Me desperté empapada en sudor, no por el calor de la noche, ni siquiera por una pesadilla, sino por lo que mi alma experimentó.
Dicen que cuando uno duerme, se conecta con el origen del universo, en aquella dimensión donde el conocimiento es infinito. No hay límites, pues carece de las barreras del mundo físico.
Tuve uno de esos sueños donde no eres capaz de distinguir si lo que ves y sientes es real o ficción, aunque tenía que ser una mentira, mi mente me lo decía, intentaba excusar esto que para mí era desconocido.
Estaba oscuro, pero era consciente de todo, el aroma era como una mezcla de mirra e incienso, la textura a mi alrededor era la de una tela suave, el aire era húmedo, parecía que estuviera cerca de un río. El piso era de piedra, áspero. En ese momento escuché un movimiento y las cortinas que me ocultaban se cayeron, iluminando todo a su alrededor, o mejor dicho, librándome de esa fría oscuridad. Quedé anonadada, las paredes estaban llenas de pinturas, jeroglíficos para ser exactos. Había dos hombres cuya ropa era una túnica blanca, y uno de ellos portaba una corona de ramas de laurel, pero… ¿cómo sabía eso? Porqué aquel misterioso hombre era Julio César, y yo, yo era la mismísima Cleopatra.
Fue cuando abrí los ojos y pasé de estar en ese lujoso palacio, a estar en mi dulce, pero fría cama.
Todos tenemos un momento que nos cambió la vida, para algunos es cuando tocaron demasiado fondo, les dolió tanto estar en esa situación, que era más tormentoso quedarse allí, que el temor de cualquier cambio. Me apena decirlo, pero para mí, mi momento más doloroso fue que ese sueño fuera más vivo e interesante que mi propia vida.
Cambié mi corte de cabello, comencé a utilizar múltiples accesorios, inclusive mi sonrisa se volvió fingida, y a pesar de saber que no era verdad, me provocaba una tremenda alegría.
Los sueños se hicieron cada vez más intensos.
Quería convertirme en la sirena que seduce al marinero.
Deseaba poder experimentar la sensación de aquel sueño en a la realidad.
Vivía una doble vida que me empezaba a hostigar. Por el día era Jazmín, una mujer tímida que apenas y podía establecer una conversación, por las noches, era la reina de Egipto.
Lo que me parecía más raro, es que soy pésima en historia, pero cuando me adentraba en el mundo de los sueños, era como si fuera mi vida misma. Una tarde estaba aburrida y decidí investigar. Me asombré al descubrir que todo era totalmente verdadero, no era un invento de mi subconsciente. Sólo había una cosa que no cuadraba…
Fui al banco para pedir un enorme préstamo que no tenía idea cómo iba a pagar. Hice la maleta y tomé un vuelo a Alejandría, Egipto.
Durante el trayecto estuve leyendo, investigando, más que nada divagando, ¿y si soy la reencarnación de Cleopatra? ¡Por Dios, me estoy volviendo loca!
La turbulencia me despertó, ahora todo estaba más claro. Soñé que, por alguna extraña razón, mi alma, al reencarnar se dividió en dos. Por eso sólo tengo esos recuerdos en la sombra, por eso me he sentido vacía toda mi vida.
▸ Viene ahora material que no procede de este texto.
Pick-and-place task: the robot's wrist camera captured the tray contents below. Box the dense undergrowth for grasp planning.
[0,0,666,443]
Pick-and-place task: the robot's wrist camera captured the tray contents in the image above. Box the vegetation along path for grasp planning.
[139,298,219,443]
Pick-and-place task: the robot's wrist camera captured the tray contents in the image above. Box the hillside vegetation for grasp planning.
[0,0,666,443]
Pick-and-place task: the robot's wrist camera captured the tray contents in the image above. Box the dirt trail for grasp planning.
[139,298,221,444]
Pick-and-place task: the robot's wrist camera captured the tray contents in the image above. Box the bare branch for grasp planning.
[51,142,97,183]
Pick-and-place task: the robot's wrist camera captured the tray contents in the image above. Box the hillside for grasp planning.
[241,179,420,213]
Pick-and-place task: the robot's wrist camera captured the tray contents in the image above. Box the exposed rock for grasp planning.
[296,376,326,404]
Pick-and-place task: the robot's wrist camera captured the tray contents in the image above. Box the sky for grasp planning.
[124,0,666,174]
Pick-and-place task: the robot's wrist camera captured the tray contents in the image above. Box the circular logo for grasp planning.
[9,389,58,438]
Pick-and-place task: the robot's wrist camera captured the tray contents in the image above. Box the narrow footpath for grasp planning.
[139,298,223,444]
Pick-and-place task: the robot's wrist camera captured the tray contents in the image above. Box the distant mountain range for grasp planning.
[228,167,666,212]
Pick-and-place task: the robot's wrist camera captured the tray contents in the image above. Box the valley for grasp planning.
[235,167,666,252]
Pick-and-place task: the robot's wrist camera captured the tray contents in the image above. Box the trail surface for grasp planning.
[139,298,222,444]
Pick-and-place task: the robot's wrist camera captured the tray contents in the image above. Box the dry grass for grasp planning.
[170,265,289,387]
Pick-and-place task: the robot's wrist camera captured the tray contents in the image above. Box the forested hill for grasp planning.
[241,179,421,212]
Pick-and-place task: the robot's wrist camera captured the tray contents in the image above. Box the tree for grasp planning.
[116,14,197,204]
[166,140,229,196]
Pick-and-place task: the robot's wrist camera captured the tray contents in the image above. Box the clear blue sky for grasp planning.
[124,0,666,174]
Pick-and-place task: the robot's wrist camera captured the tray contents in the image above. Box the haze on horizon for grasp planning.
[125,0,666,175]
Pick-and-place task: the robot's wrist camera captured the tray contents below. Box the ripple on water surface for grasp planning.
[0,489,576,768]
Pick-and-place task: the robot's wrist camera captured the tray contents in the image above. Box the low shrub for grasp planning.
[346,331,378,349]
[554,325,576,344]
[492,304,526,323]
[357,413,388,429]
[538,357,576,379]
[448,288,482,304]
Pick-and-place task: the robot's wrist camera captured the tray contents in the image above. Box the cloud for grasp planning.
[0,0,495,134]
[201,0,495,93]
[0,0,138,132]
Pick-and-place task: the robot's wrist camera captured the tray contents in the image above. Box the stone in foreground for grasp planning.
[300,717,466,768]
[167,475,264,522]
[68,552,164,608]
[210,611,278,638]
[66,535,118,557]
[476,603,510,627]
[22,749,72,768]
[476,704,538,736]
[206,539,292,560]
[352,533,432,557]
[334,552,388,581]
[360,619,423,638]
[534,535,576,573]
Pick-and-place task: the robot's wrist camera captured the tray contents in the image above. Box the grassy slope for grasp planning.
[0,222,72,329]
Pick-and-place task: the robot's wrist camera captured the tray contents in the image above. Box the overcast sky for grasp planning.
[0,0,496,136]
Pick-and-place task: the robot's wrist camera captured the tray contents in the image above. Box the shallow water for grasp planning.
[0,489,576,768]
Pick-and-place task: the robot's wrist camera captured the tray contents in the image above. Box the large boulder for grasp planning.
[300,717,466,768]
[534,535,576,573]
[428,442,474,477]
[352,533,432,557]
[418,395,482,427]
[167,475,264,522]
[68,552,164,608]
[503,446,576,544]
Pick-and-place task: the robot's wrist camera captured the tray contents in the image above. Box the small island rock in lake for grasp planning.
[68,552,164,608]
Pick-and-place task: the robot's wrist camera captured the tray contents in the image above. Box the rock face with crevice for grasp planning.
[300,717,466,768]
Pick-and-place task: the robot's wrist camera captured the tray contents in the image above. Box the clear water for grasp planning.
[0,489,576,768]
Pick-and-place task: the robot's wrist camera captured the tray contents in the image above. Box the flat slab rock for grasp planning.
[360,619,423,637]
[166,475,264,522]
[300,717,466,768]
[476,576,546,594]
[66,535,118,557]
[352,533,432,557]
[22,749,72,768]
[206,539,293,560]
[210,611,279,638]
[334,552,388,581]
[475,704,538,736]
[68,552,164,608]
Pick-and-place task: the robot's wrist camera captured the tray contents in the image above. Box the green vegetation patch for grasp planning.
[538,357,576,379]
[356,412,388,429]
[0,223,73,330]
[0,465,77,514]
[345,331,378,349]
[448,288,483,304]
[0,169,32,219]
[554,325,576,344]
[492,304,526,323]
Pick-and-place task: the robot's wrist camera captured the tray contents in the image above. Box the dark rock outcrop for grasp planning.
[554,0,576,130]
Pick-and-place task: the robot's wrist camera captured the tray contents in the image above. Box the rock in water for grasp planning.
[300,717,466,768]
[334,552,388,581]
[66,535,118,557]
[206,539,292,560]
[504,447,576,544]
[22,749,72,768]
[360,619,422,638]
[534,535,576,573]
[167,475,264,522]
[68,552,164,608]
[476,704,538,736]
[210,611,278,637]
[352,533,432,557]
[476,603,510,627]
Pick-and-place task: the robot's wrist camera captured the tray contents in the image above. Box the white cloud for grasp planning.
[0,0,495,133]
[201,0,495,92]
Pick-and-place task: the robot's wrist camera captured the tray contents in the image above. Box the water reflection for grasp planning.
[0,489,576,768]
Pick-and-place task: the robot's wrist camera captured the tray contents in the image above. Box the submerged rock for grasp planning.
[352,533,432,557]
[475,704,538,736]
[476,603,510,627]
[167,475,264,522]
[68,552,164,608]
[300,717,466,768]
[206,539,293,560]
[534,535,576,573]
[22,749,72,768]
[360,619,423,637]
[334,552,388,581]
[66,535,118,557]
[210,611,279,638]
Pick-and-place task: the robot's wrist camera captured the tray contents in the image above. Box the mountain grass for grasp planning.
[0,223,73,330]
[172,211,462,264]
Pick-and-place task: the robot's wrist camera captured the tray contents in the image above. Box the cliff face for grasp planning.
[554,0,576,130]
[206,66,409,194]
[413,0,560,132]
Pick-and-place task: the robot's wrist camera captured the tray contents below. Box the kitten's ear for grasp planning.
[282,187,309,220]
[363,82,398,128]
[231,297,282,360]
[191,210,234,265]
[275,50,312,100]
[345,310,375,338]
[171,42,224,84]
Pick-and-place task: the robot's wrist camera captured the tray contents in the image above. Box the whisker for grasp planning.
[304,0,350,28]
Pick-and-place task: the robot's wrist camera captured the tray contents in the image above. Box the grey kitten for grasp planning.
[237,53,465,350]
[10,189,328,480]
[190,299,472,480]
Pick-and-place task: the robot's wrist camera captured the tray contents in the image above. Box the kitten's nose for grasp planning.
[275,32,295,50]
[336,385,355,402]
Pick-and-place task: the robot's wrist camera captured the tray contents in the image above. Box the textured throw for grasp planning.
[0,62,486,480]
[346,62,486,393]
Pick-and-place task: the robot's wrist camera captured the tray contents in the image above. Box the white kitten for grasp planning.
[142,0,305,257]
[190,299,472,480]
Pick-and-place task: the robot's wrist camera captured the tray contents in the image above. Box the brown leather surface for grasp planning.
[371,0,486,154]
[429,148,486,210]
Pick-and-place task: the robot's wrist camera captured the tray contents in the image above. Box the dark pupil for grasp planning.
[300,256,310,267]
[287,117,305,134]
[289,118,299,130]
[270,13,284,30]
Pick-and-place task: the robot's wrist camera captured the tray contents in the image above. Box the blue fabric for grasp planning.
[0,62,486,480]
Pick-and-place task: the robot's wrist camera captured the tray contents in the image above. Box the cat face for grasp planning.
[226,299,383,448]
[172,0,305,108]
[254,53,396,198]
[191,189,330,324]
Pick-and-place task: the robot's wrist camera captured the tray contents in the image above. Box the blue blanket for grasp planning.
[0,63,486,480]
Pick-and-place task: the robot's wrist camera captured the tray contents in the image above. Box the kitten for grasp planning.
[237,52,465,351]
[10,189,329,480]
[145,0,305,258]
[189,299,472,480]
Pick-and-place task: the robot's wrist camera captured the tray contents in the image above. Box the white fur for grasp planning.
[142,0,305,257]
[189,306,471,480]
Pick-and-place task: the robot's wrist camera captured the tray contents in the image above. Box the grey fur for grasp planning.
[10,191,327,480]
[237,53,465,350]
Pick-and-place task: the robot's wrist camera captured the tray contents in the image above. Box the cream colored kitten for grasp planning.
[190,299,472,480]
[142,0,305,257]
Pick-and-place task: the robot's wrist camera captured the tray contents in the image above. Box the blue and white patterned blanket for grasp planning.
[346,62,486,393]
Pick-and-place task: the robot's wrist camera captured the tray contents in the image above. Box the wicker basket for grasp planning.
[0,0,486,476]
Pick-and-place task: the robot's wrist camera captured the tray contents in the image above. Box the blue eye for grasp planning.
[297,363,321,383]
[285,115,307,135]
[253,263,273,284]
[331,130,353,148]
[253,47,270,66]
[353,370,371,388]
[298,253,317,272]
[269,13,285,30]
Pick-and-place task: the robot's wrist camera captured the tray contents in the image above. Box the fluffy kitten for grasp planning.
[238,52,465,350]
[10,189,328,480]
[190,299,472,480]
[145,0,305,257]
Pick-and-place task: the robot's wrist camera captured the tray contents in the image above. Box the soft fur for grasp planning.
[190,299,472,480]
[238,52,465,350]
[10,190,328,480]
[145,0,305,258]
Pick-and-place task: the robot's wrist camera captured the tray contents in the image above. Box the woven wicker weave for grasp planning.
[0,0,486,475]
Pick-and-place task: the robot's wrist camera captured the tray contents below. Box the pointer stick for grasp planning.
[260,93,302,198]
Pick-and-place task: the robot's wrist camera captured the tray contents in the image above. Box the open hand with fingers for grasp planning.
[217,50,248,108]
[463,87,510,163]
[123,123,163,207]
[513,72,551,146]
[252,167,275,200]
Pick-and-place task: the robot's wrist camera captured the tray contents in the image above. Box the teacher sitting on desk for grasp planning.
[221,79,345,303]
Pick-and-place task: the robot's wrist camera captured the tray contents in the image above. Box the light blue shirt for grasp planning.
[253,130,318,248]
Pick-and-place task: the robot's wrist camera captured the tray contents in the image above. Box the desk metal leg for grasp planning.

Tan pronto aterrizamos, sentí una sensación que es difícil de explicar, la energía me indicaba que ese era mi lugar. Fui a la agencia turística más cercana y contraté un guía para que me llevara al Palacio de Cleopatra. Saldríamos por la mañana a primera hora.
Cuando ya estuve allí, comenzamos a bucear, a pesar de que todo ya estaba bajo el agua, me resultaba familiar. Sabía exactamente a qué punto debía de ir. Me alejé del guía y dentro del Palacio accedí a un pasaje que supuestamente era secreto, sólo yo lo conocía. Para mí fortuna, dentro de este, unos metros adelante ya no estaba inundado.
Salí del agua y me quité el tanque de oxígeno para aligerarme de peso, seguí el único camino que había, y al fondo, tan pronto di vuelta, se encontraba una mujer de cabello negro, todavía con fleco, su cuerpo estaba adornado con joyas preciosas, y estaba sentada en aquel trono, mi trono. Se levantó y me dijo:
—¿Por qué tardaste tanto? Comencemos el ritual, que no hay tiempo que perder.
Quedé anonadada, ella era idéntica a mí. Me acerqué a ella hasta el punto de quedar a centímetros de distancia, y nos veíamos frente a frente. Levantó sus manos y con ellas acomodó mi cabello por detrás de mis orejas. Yo, instintivamente cerré los ojos.
—Para que volvamos a ser una, una tiene que morir —dijo y sentí un dolor en el abdomen, el cual me liberó de esta prisión de carne.